Due to the advent of computer-to-plate equipment, which must reside on the printers' premises, our filmsetting service was no longer viable, so we sold our imagesetting equipment in December 2005 and are now concentrating on general pre-press services, as well as small-scale digital colour printing, using our tried and tested award-winning Konica Minolta bizhub C450 (replaced with a newer model, the C258, in January 2016) supplemented by new finishing equipment.
The Monotype Prism imagesetter served us well for a further six years, until in 1997 we bought our last imagesetter, an ECRM VR45, which produced full colour separations up to SRA2 size. This served us well for eight years.
Indent has always kept up to date with developments in both PCs and Macs, and we pride ourselves in our ability to deal with virtually any job from either platform. Some work is difficult and takes extra time, but we get there most of the time.

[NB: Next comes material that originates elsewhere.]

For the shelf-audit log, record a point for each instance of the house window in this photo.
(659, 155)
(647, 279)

By 1991 we realised that space and business forces were putting pressure on us to find our own premises and equipment, so we moved to shop premises in Beacon Buildings and bought our own imagesetter - a Monotype Prism. After a couple of years this was upgraded, and the power of PostScript, a page description language used for text and graphics imaging, developed to a point where we could output complete pages containing complex graphics and scans to a high quality onto film, ready for the printers.

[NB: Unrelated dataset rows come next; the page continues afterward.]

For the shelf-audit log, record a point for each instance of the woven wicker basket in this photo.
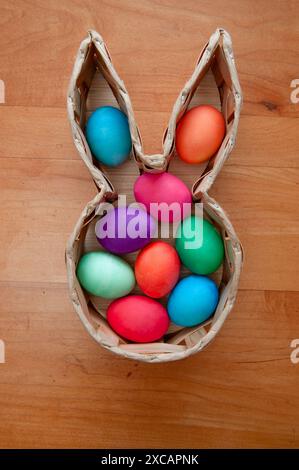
(94, 82)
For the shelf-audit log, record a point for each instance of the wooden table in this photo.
(58, 388)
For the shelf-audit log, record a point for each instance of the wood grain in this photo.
(57, 387)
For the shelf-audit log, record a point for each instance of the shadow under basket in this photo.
(176, 344)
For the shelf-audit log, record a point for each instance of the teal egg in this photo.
(108, 136)
(193, 300)
(105, 275)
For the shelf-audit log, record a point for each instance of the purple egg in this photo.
(125, 229)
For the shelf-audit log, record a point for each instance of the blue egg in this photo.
(108, 135)
(193, 300)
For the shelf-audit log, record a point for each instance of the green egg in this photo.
(200, 246)
(105, 275)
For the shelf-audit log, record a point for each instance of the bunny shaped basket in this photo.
(94, 82)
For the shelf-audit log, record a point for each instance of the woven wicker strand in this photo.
(94, 57)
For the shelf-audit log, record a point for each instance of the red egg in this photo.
(199, 134)
(165, 196)
(138, 318)
(157, 269)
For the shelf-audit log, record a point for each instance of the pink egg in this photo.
(164, 195)
(138, 318)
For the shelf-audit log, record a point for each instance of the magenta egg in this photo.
(138, 318)
(165, 196)
(125, 229)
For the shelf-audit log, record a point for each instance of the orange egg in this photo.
(157, 269)
(199, 134)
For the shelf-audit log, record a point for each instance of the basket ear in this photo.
(93, 58)
(217, 57)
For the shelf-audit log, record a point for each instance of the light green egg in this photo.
(105, 275)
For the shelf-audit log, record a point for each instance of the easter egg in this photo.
(157, 269)
(108, 135)
(138, 318)
(199, 245)
(193, 300)
(125, 229)
(199, 134)
(164, 195)
(105, 275)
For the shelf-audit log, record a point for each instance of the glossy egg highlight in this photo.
(138, 318)
(157, 269)
(125, 229)
(199, 134)
(105, 275)
(193, 301)
(152, 189)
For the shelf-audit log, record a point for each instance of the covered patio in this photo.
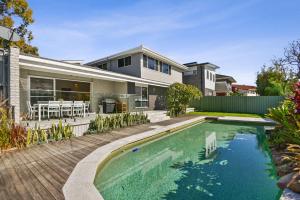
(52, 90)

In 1989 we changed. The present owners bought the company (Indent Limited), and moved out of the designers' premises to rent space with the local Apple Macintosh dealers. This proved very useful in that they were able to provide and support the new technology in the form of desktop publishing hardware and software, along with the use of a Linotronic 200P imagesetter, a laser-powered unit capable of exposing bromide paper and film.
As the ability to scan in colour improved and developed, so did the ability of computers to provide the extra processing power required to deal with colour pictures.
Indent Typesetters was created by a Kendal graphic design agency in 1986 with the purpose of providing typeset text on photographic bromide paper for paste-up into their artwork.
This was before the days of Apple Macs and PCs. The industry was driven by custom-made electronic phototypesetting machines. These were computerised devices using a screen, a keyboard and a photographic exposure system which projected letters in quick succession through lenses and mirrors onto white bromide paper. Exposure systems were sometimes pulsed xenon tubes, sometimes miniature cathode ray tubes, sometimes LED arrays, and eventually lasers.
The operator had to learn a coding language (similar to today's HTML) which governed typestyle, type size, line spacing (leading), justification, paragraph spacing, column width and tabulation. All these had to be entered in numerical values to create the desired image, and without the aid of any kind of preview on screen. The only way to see whether the job had been created properly was by processing the length of exposed bromide paper. If it was wrong, it had to be done again. Very soon storage systems came into use, such as punched paper tape and floppy discs (8in diameter). The equipment contained very small amounts of hardware memory, so only one line at a time was stored in the computer.
Indent began with an Itek 3000 system, which had two screens - one for entry of data, and the other for previewing the job. This was one of the first to have a preview screen as part of the basic system. It used an LED array to expose the image onto bromide paper.